Ask a room full of consumers, “Who here hates to see things go to waste?” and every hand will go up energetically. But if everyone hates to waste, then how come we generate so much of it? And what can we do to prevent waste from being created in the first place? Answering these questions can be profitable and fun.
Unfortunately, even if we wanted to bring our household waste down to zero, recycling and composting facilities are not available in all communities, nor are there a lot of affordable and accessible resources available for getting most things repaired. Also, a lot of food, energy and water are consumed in the privacy of one’s home, and there’s little social stigma about wasting resources, as long as you have the money to pay.
Turning Waste Into a Business Opportunity
All of this represents an opportunity for future-looking businesses to profit by helping consumers save money, time and space, and to better their lives by scraping less food waste into the trash, cutting down on watts, printing double-sided or using water more sparingly.
Representing the household counterpart to “pollution prevention” in factories, preventing waste can lead to exciting new products while creating happier and more loyal consumers, and generating lots of free publicity (For the latter, just ask Patagonia about the reaction to their “Don’t Buy this Jacket” ad, which ran on Black Friday 2011).
Learning from WeHatetoWaste.com
Our new consumer blog and website, WeHatetoWaste.com, is helping us discover inventive ways that waste-hating consumers have devised to get the last swipe from their deodorant, eliminate the use of paper towels, and create delicious second meals from leftovers. We’re tracking consumer behavior in seven categories, all of which represent exciting new areas of opportunity:
- REDUCE. The first and most important part of the “reduce, reuse, recycle” triad, ‘reducing' has become closely associated with ‘making do’ with what you already have, and not buying what you don’t need. But it is also very much about buying quality over quantity. It’s also about heirloom products that evoke sentimental value — “stories.” Likely crafted from high-quality materials, they’re the products that people want to keep forever — the Tiffany silver, Rolex watches, Montblanc pens, even Lego toys and Le Creuset pots and pans.
- USE TO THE MAX. Especially in tough times (and who’s know when they’ll be over?), consumers are looking to use up every product right down to its last drop or morsel — rolling up that tube of Crest, slicing the Clinique skin cream tube in half, and repairing, refilling and upgrading products, so they are not disposed of or even recycled before their time. Just ask the Fix-it Collectives that are sprouting up around the country.
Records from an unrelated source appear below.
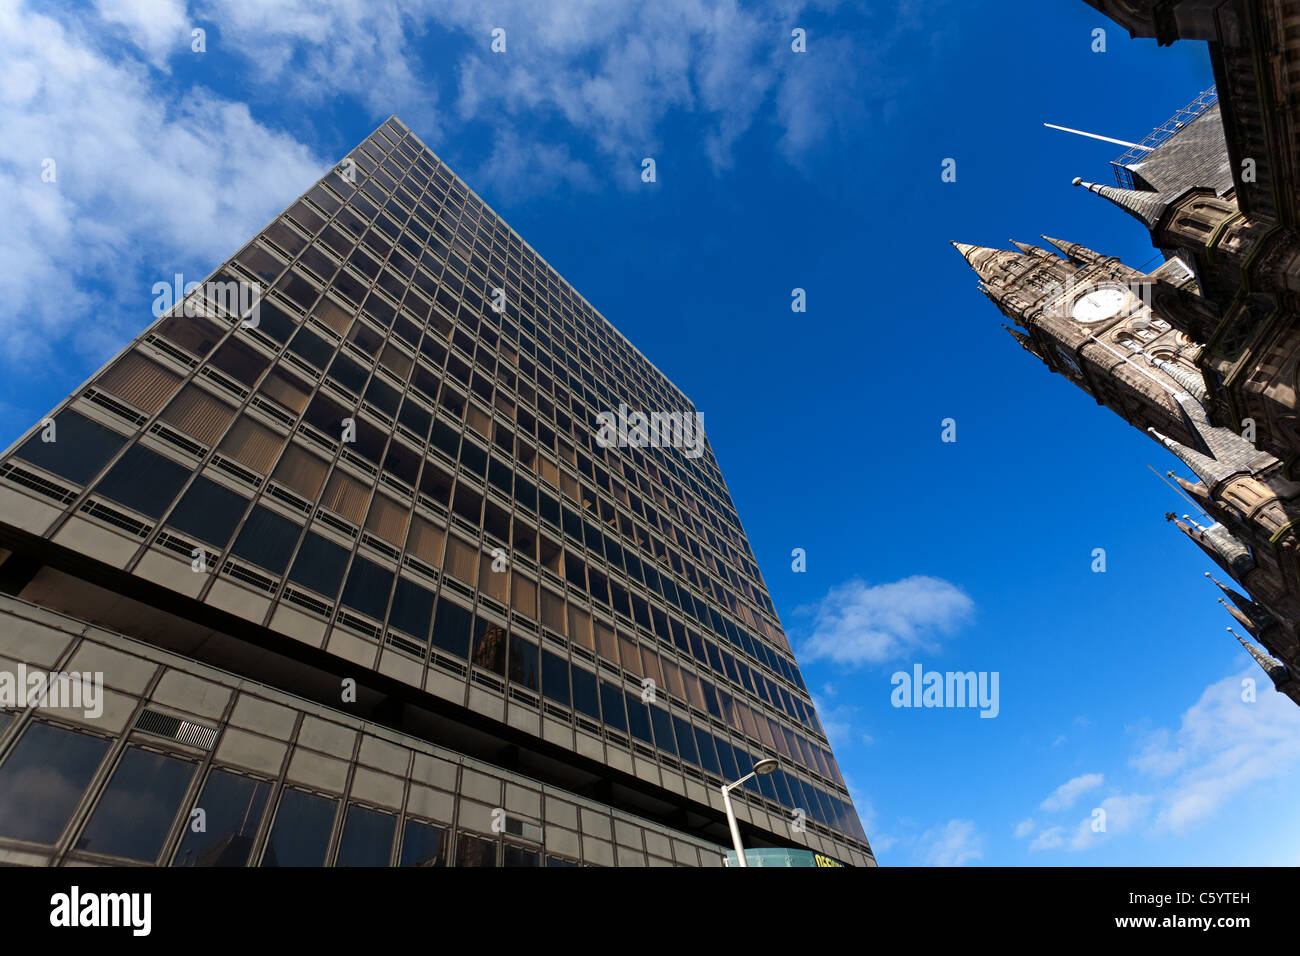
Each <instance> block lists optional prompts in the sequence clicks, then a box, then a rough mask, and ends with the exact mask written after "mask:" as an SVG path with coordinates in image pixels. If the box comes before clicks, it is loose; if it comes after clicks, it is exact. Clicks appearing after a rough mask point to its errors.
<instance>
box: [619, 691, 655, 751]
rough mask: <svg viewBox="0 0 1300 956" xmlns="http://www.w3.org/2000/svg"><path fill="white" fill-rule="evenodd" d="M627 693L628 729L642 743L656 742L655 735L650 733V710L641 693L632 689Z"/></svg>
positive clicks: (650, 742)
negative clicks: (651, 735)
mask: <svg viewBox="0 0 1300 956" xmlns="http://www.w3.org/2000/svg"><path fill="white" fill-rule="evenodd" d="M625 693H627V700H628V730H630V731H632V736H634V737H636V739H637V740H640V741H641V743H643V744H654V737H653V736H651V735H650V711H649V709H647V708H646V705H645V704H642V702H641V695H638V693H633V692H632V691H627V692H625Z"/></svg>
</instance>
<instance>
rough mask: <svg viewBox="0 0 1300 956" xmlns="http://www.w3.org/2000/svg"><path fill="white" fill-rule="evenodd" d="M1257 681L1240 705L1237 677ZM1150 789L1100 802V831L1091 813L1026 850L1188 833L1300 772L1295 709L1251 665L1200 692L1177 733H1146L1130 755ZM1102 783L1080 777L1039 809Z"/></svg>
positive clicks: (1298, 738)
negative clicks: (1252, 689) (1075, 823)
mask: <svg viewBox="0 0 1300 956" xmlns="http://www.w3.org/2000/svg"><path fill="white" fill-rule="evenodd" d="M1247 679H1252V680H1255V682H1256V684H1257V698H1256V700H1253V701H1244V700H1243V698H1242V696H1243V680H1247ZM1128 762H1130V766H1132V767H1134V769H1135V770H1136V771H1138V773H1139V774H1141V775H1143V777H1147V778H1149V779H1148V782H1147V783H1148V784H1153V786H1143V787H1141V788H1140V790H1139V788H1132V790H1131V791H1130V792H1115V793H1112V795H1110V796H1108V797H1106V799H1104V800H1101V801H1100V803H1099V804H1097V808H1100V809H1101V810H1104V812H1105V816H1104V819H1105V829H1104V830H1095V829H1093V823H1095V821H1093V813H1092V812H1089V814H1088V816H1087V817H1084V818H1083V819H1080V821H1079V823H1078V825H1076V826H1075V827H1074V830H1073V832H1070V834H1067V832H1066V830H1065V829H1063V827H1050V829H1048V830H1043V831H1040V832H1039V835H1037V836H1036V838H1035V840H1034V843H1032V844H1031V845H1030V849H1031V851H1036V849H1052V848H1063V849H1070V851H1082V849H1089V848H1092V847H1096V845H1099V844H1100V843H1102V842H1104V840H1106V839H1109V838H1112V836H1114V835H1117V834H1125V832H1143V834H1147V835H1160V834H1186V832H1188V831H1191V830H1193V829H1195V827H1197V826H1203V825H1205V823H1206V822H1208V821H1210V819H1212V818H1213V817H1214V814H1217V813H1219V812H1221V810H1223V809H1225V808H1227V806H1231V805H1232V803H1234V800H1240V799H1242V795H1243V793H1245V792H1249V791H1251V790H1253V788H1256V787H1260V786H1261V784H1265V783H1269V782H1271V780H1277V779H1279V778H1284V777H1287V775H1290V774H1295V773H1296V771H1297V770H1300V711H1297V710H1296V706H1295V705H1294V704H1292V702H1291V701H1290V700H1288V698H1287V697H1284V696H1283V695H1281V693H1275V692H1274V691H1273V689H1271V688H1270V687H1269V684H1268V682H1266V679H1265V678H1262V675H1260V672H1258V670H1257V669H1255V666H1253V665H1252V666H1251V667H1249V669H1247V670H1243V671H1242V672H1239V674H1235V675H1232V676H1229V678H1225V679H1222V680H1218V682H1216V683H1213V684H1210V685H1209V687H1206V688H1205V691H1204V692H1203V693H1201V696H1200V698H1199V700H1197V701H1196V702H1195V704H1193V705H1192V706H1190V708H1188V709H1187V710H1186V711H1184V713H1183V717H1182V719H1180V722H1179V726H1178V728H1177V730H1175V728H1167V727H1158V728H1154V730H1149V731H1145V732H1144V735H1143V737H1141V740H1140V741H1139V744H1138V747H1136V752H1135V753H1134V756H1132V757H1131V758H1130V761H1128ZM1100 784H1101V774H1084V775H1083V777H1076V778H1074V779H1073V780H1069V782H1067V783H1065V784H1062V786H1061V787H1058V788H1057V790H1056V791H1054V792H1053V793H1052V795H1050V796H1049V797H1048V799H1047V800H1044V801H1043V808H1044V809H1052V810H1057V809H1067V808H1069V806H1070V805H1073V804H1074V803H1075V800H1076V799H1078V796H1079V795H1080V793H1083V792H1087V791H1091V790H1093V788H1096V787H1097V786H1100Z"/></svg>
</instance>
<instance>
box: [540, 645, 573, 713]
mask: <svg viewBox="0 0 1300 956" xmlns="http://www.w3.org/2000/svg"><path fill="white" fill-rule="evenodd" d="M542 693H543V695H546V697H547V700H552V701H555V702H556V704H563V705H564V706H568V705H569V689H568V661H565V659H564V658H563V657H560V656H559V654H552V653H551V652H550V650H545V649H543V650H542Z"/></svg>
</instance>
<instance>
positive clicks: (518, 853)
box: [502, 843, 542, 866]
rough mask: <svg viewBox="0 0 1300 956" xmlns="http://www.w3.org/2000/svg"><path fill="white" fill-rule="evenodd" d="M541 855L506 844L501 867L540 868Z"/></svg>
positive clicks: (528, 847) (518, 847) (502, 854)
mask: <svg viewBox="0 0 1300 956" xmlns="http://www.w3.org/2000/svg"><path fill="white" fill-rule="evenodd" d="M541 865H542V855H541V853H539V852H538V851H536V849H532V848H529V847H516V845H515V844H512V843H507V844H506V847H504V849H503V851H502V866H541Z"/></svg>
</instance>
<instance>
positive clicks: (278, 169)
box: [0, 0, 325, 373]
How repairable is your product?
- SHARE. Also known as ‘collaborative consumption,’ a major trend has emerged in peer-to-peer lending, leasing, swapping and renting, as well as selling directly to others on eBay or Craigslist. Consider the phenomenon that is Zipcar (recently purchased by Avis) and Airbnb, and Carpooling.com, now in 45 countries. Power-tool lending libraries are turning the design paradigm upside down: Instead of designing products to last only as long as one consumer will use them, they should now be designed to fit the needs of many, and for longer than the anticipated six-hour lifespan.
- RESPECT FOOD. With 40% of all food going to waste before it gets to the table this is about preserving, conserving, and storing food. It suggests opportunities for high-quality/low-resource storage techniques such as Debbie Meyers produce storage bags (recently acquired by SCJohnson) and for lightweight, collapsible doggie bags in which diners can take home the rest of their fries and burger.
- CONSERVE RESOURCES. Is Tom’s of Maine toothpaste really ‘green’ if consumers don’t turn off the tap when they brush? Are Energy Star-rated light bulbs really energy-efficient when left burning in an empty room? Opportunities abound for new products that can help consumers minimize the use of resources consumed during product use, e.g., water, energy, materials and other resources such as paper, ink and toner used while printing. To get a gauge on this opportunity, think about the water-saving, energy-saving gadgets you’ve bought recently, and refer to this article about what I call “responsible consumption.”
- LIVE EFFICIENTLY. NYC is currently spearheading a “tiny apartment” movement to house the slew of new residents expected in years to come. Living in a home with just enough space for one’s family and possessions helps minimize the amount of space that needs to be otherwise heated, cooled, ventilated, etc— and opens up opportunities for double-duty furniture (such as the kind Graham Hill uses in his apartment), and all the space-saving closet and home office furnishings on display at the Container Store.
- RECYCLE AND COMPOST. When a product can no longer be used for its primary or even secondary purpose, it should be recycled or composted as a way of sidestepping the landfill. San Francisco boasts that, thanks to recycling and composting, it diverts a record 80% of all waste generated from landfills, making it the Greenest City in America, and creating the potential for ten times more jobs than landfilling would ever bring.